GSoC 2021: Enhancing clang-bind

Student: Divyanshu Madan

Mentors: Kunal Tyagi, Lars Glud

Enhancing clang-bind

Enhancing the Point Cloud Library’s clang-bind project to fix and extend its existing capabilities: the aim is to fix existing issues and increase the coverage of the existing scope to develop python bindings of PCL.

1. Merged PRs

1.1. Introduce clang_utils.py, compilation_database.py, and related changes #6

  • Introduce clang_utils.py
    • We use the inspect module, which provides several useful functions to help get information about live objects such as modules, classes, methods, functions, etc.
    • The getmembers function retrieves the members of an object such as a class or module though it triggers execution instead of doing static analysis.
      • This leads to errors, particularly on properties of classes in cindex.py, which causes segmentation errors or raises an Exception if a particular condition is not satisfied.
      • To curb this, we fetch the members statically. We define a custom function getmembers_static based on the one in the inspect module.
    • We then use the function to create utility functions for is_, get_, and @property methods for the following libclang objects:
      • CursorKind: describes the kind of entity that a cursor points to.
      • Cursor: represents a reference to an element within the AST. It acts as a kind of iterator.
      • Type: represents the type of an element in the abstract syntax tree.
  • Introduce compilation_database.py: Loads compile_commands.json from a given directory. This is useful to get compilation arguments for a file from the compilation database.
  • Relevant changes in parse.py, generate.py, and unit tests.

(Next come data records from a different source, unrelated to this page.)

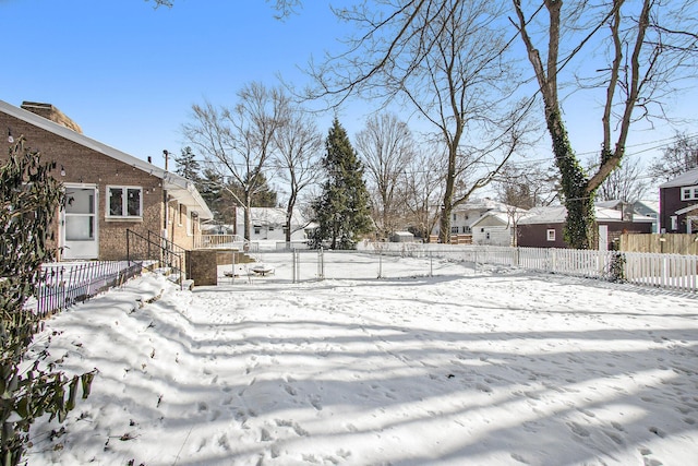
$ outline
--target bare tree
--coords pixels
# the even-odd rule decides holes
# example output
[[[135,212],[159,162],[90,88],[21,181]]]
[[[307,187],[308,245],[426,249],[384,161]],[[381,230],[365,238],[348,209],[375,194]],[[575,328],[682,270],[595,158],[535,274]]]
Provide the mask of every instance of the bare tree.
[[[521,142],[524,106],[503,105],[517,83],[496,24],[504,10],[486,0],[375,0],[336,13],[358,33],[347,53],[313,65],[316,95],[399,98],[433,126],[447,148],[440,236],[448,241],[453,208]]]
[[[323,150],[323,136],[302,108],[287,106],[284,121],[285,124],[274,135],[277,147],[274,163],[278,176],[290,190],[286,203],[286,241],[290,242],[293,232],[291,220],[299,194],[315,183],[320,176],[317,164]]]
[[[373,218],[382,237],[398,227],[404,217],[399,195],[405,168],[416,155],[416,142],[404,121],[393,113],[373,116],[357,134],[357,152],[368,170]]]
[[[421,147],[404,171],[400,182],[405,199],[406,223],[418,236],[429,239],[438,224],[443,199],[446,157],[443,146],[428,144]]]
[[[649,188],[639,158],[626,155],[621,166],[601,183],[597,198],[600,201],[624,201],[634,203],[642,199]]]
[[[696,8],[693,1],[665,4],[661,0],[629,2],[611,0],[600,2],[565,2],[544,0],[522,5],[513,0],[517,27],[528,51],[543,98],[547,131],[553,140],[555,163],[561,172],[562,188],[567,207],[565,237],[574,248],[592,246],[593,198],[601,183],[619,165],[633,122],[652,115],[652,104],[671,88],[676,73],[690,73],[695,69]],[[672,8],[672,11],[669,9]],[[526,14],[526,11],[530,14]],[[545,20],[541,11],[547,12]],[[543,37],[535,36],[542,31]],[[601,37],[606,31],[607,36]],[[561,56],[561,40],[578,37],[567,44]],[[537,43],[547,40],[547,57],[541,59]],[[603,88],[601,115],[602,146],[595,172],[587,175],[576,157],[567,138],[563,120],[563,103],[558,93],[562,71],[590,41],[607,45],[606,61],[598,55],[587,56],[597,61],[588,67],[597,70],[594,91]],[[582,80],[580,80],[582,81]],[[589,86],[589,82],[585,84]],[[639,110],[638,112],[635,112]]]
[[[545,166],[507,164],[497,175],[495,188],[505,204],[507,219],[518,243],[518,223],[526,213],[539,205],[550,205],[557,196],[557,179]]]
[[[698,134],[676,133],[676,141],[652,160],[648,172],[654,181],[669,181],[698,168]]]
[[[266,188],[261,176],[274,151],[276,131],[285,123],[287,98],[278,88],[268,89],[261,83],[250,83],[238,92],[232,108],[216,108],[206,101],[194,105],[193,122],[183,127],[184,135],[197,146],[208,169],[240,189],[231,190],[222,182],[239,206],[244,208],[244,238],[251,237],[252,200]]]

1.2. Introduce and utilise treelib #20

  • Earlier, we were creating the tree structure using python dictionaries, in which a node had the following structure:
    parsed_node = {
            "depth": node.get("depth"),
            "line": cursor.location.line,
            "column": cursor.location.column,
            "tokens": [x.spelling for x in cursor.get_tokens()],
            "cursor_kind": {
                **cursor_kind_utils.get_check_functions_dict(),
                **cursor_kind_utils.get_get_functions_dict(),
                **cursor_kind_utils.get_properties_dict(),
            },
            "cursor": {
                **cursor_utils.get_check_functions_dict(),
                **cursor_utils.get_get_functions_dict(),
                **cursor_utils.get_properties_dict(),
            },
            "type": {
                **cursor_type_utils.get_check_functions_dict(),
                **cursor_type_utils.get_get_functions_dict(),
                **cursor_type_utils.get_properties_dict(),
            },
            "members": [],
    }
    While this worked fine, we improved this by using a tree-based python package, instead of handling it via dictionaries. It also helps us reduce code during tree traversal by using pre-defined methods.
  • We used treelib in parse.py to generate the tree from the traversal of the file's AST. This included:
    • Creating a Node class (as a data holder class). This contains parsed information about a cursor.
    • Utilise treelib in Parse class to create a similar structure as before.
  • In unit tests, we use the path_to_leaves function to check the parsed tree's nodes: imitating the prior tests' structure. We also now use clang objects directly for assertions (earlier, we were using string comparisons).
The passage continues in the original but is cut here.